The Santa Claus-themed business which faced bankruptcy due to more than 200,000 euros in unpaid back taxes was saved by a new business partner.

Joulupukki ja Lapin Safarien toimitusjohtaja Jyrki Niva
Santa Claus and head of Lapland Safaris Group Jyrki Niva Image: Lapin Safarit

Lapland Safaris Group announced that it has bought a majority of shares in Diandoria, the company behind the Rovaniemi-based Santa Claus Office, saving the company from bankruptcy.

Last week a district court declared Dianordia bankrupt due to an outstanding tax debt of 206,000 euros.

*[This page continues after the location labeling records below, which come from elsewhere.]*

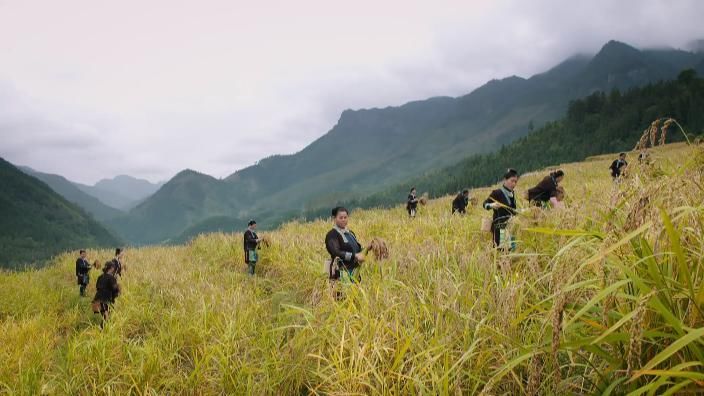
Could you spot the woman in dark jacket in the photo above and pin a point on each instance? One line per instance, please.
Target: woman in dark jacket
(412, 203)
(343, 246)
(251, 244)
(503, 202)
(107, 289)
(547, 188)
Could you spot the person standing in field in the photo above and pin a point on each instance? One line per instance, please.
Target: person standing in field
(459, 204)
(344, 248)
(251, 244)
(503, 202)
(107, 290)
(82, 272)
(412, 203)
(547, 188)
(117, 261)
(618, 166)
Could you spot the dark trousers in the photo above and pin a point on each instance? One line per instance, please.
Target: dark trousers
(250, 267)
(82, 284)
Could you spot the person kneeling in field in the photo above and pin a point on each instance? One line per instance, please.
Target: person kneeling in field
(503, 202)
(107, 291)
(344, 248)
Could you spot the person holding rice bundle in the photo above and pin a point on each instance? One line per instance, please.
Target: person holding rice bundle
(251, 244)
(618, 166)
(412, 203)
(344, 248)
(107, 291)
(503, 202)
(547, 188)
(82, 272)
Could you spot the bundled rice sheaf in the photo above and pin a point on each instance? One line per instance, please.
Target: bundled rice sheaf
(378, 247)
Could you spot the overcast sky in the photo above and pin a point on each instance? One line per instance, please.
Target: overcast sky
(92, 89)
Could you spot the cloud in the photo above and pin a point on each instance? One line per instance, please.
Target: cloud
(99, 89)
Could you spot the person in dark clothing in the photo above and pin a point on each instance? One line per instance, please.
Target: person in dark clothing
(107, 289)
(644, 157)
(618, 166)
(412, 203)
(82, 272)
(251, 244)
(344, 248)
(459, 204)
(117, 261)
(547, 188)
(503, 202)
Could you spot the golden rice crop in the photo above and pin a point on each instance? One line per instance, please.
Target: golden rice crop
(601, 298)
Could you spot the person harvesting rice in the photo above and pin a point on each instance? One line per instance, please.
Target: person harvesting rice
(547, 188)
(251, 244)
(107, 291)
(412, 203)
(503, 202)
(344, 248)
(618, 166)
(82, 272)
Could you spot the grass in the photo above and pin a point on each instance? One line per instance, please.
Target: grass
(603, 297)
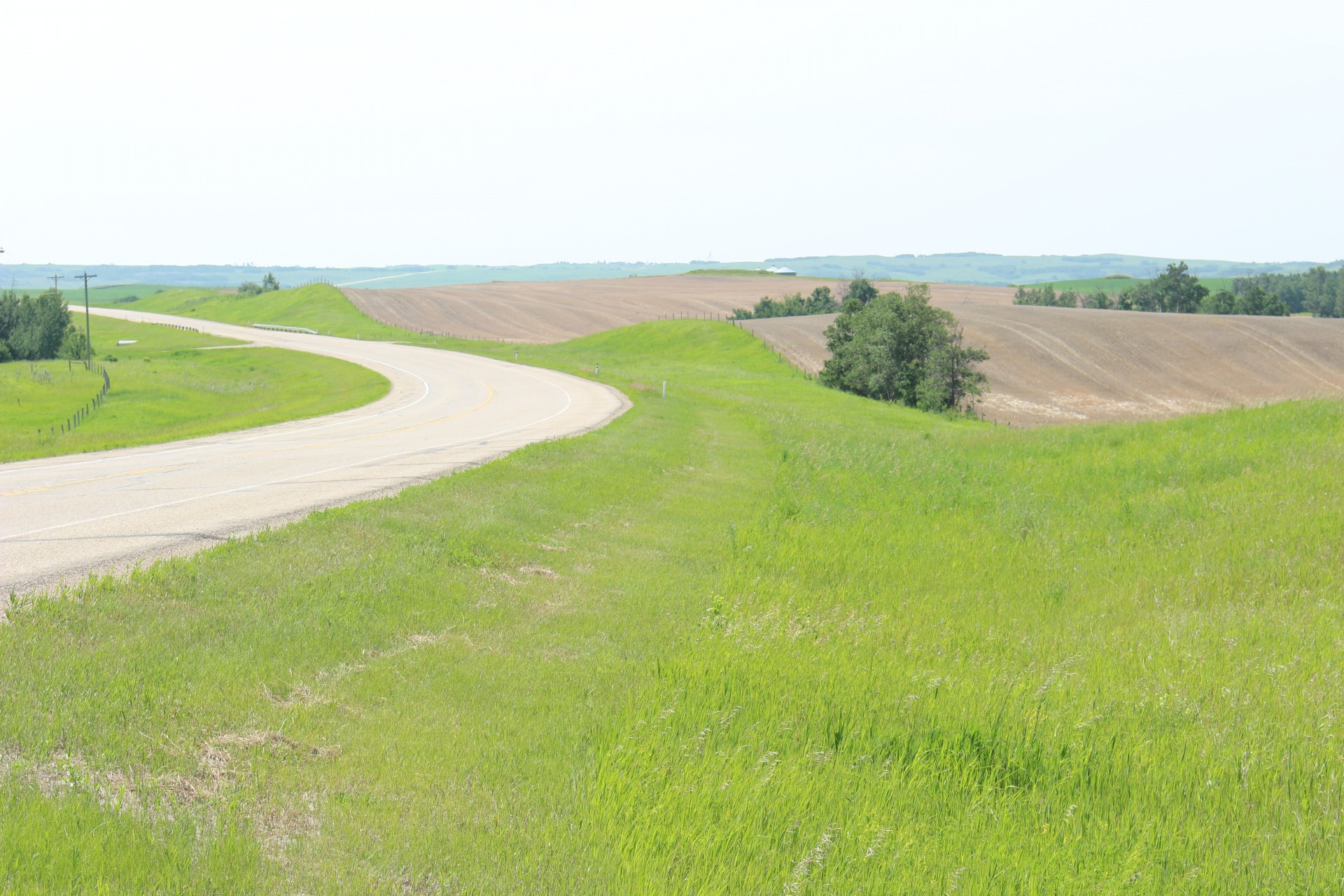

In May, the Finnish Tax Administration had threatened the company with the move unless it paid up. With no payment forthcoming, tax officials launched the bankruptcy process at the end of July.

Dianordia has now paid the back taxes and the company's bankruptcy status was removed.

"With this acquisition we want to make sure that the tale of Christmas and Santa Claus continues, evolves and lives well in the Santa Claus Village in the future," Jyrki Niva, the CEO of Lapland Safaris Group said in a statement.

Bankruptcy made world headlines

The news that the Santa Claus Office was bankrupt and going out of business made international headlines last week.

Santa Claus Office is the oldest of three Rovaniemi companies offering tourists a chance to meet and pose for a photo. The tourist attraction draws 300,000 visitors every year, and has hosted dignitaries like Chinese President Xi Jinping and President of India Pranab Mukherjee.

But business in Finnish Lapland has suffered a recent decline, particularly with Russian tourists.